Chlamys opercularis

Geographic Range

Chlamys opercularis is a widely distributed bivalve mollusc primarily found along Neogene deposits in the east coast of the North Atlantic Ocean and adjacent seas. Boundaries of its range include northern Norway and the Faroe Islands in the north, south to the Iberian Peninsula, and western Ireland to the west (including the Isle of Man in the United Kingdom) and the Mediterranean and Adriatic Seas to the east.

• Biogeographic Regions
• atlantic ocean atlantic ocean
  • native native
• mediterranean sea
  • native native

Habitat

Chlamys opercularis has shown optimal growth during the cooler seasons of late autumn and early winter. This species is primarily found on firm, sandy gravel or mud at depths of more than 100 meters, where the water temperature is cooler. Chlamys opercularis can also be attached to various kinds of algae, Bryozoa, hydroids, and clean shell and general benthic epifauna. The number of individuals of C. opercularis using natural substrata as juvenile habitats has not been quantified. Reports have shown that maerl grounds (areas formed from loose-lying coralline red algae and characterized by high tides and water movements in the photic zone) support large numbers of C. opercularis and are believed to act as a nursery area. However, there is no evidence that individuals of C. opercularis prefer to live on maerl or if maerl is the initial settlement habitat.

• Habitat Regions
• saltwater or marine saltwater or marine

• Aquatic Biomes
• benthic benthic

Physical Description

Chlamys opercularis is distinctly left convex (the left valve is more rounded than the right valve). The shells vary in colors and patterns of pigmentation, which can be affected by both environmental and genetic factors. Their shells are also primarily calcitic, making them relatively insusceptible to dissolution and recrystallization. They can grow up to 90 mm in shell height. In general, scallops lack siphons and the anterior adductor muscle. A large and well-developed posterior adductor muscle is used for locomotion. Young individuals often attach to surfaces by byssal threads (silky filaments). Numerous light receptors (eyes) also line the edge of the mantle.

• Other Physical Features
• ectothermic ectothermic
• heterothermic heterothermic
• bilateral symmetry bilateral symmetry

• Sexual Dimorphism
• sexes alike

Development

Chlamys opercularis development is influenced by both environmental and inherited factors. Additionally, their life cycle includes the trochophore and veliger larval stages.
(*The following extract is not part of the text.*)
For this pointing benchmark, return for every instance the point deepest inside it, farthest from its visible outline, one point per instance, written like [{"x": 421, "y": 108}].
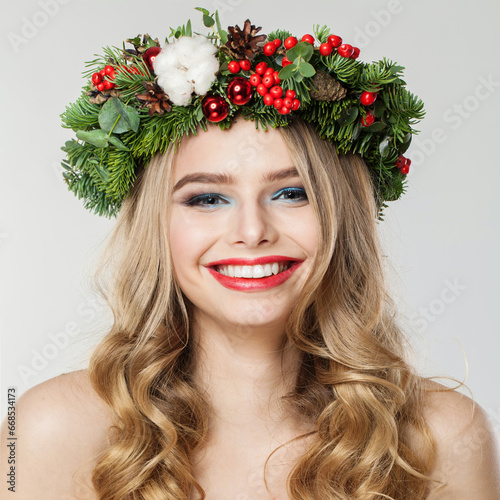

Generally, development can be described by three phases based on the nature of the energy source and the nature of the locomotion used. The first phase is considered lecithotrophic, a phase in which nutritional requirements for larvae do not extend beyond what is provided within the egg. Lecithotrophic species also have a reduced larval period during which no specific food is consumed. The second and third phases are considered planktotrophic, a phase in which larvae ingest plankton suspended in the water column. The first phase, or embryonic phase, is extremely vulnerable to environmental conditions and requires locomotion to ensure that the early larvae move into the water column. After fertilization occurs, the offspring remain on or near the seabed for a couple of days until developing into trochophore larvae. In the second phase, or dispersal phase, the trocohophore larvae rise to the surface of the water and is transported by water currents into the water column. Eventually, the trochophore larvae become veliger larvae. The third phase occurs when veliger larvae find a suitable substrate to settle on to undergo metamorphosis and juvenile life before becoming adults.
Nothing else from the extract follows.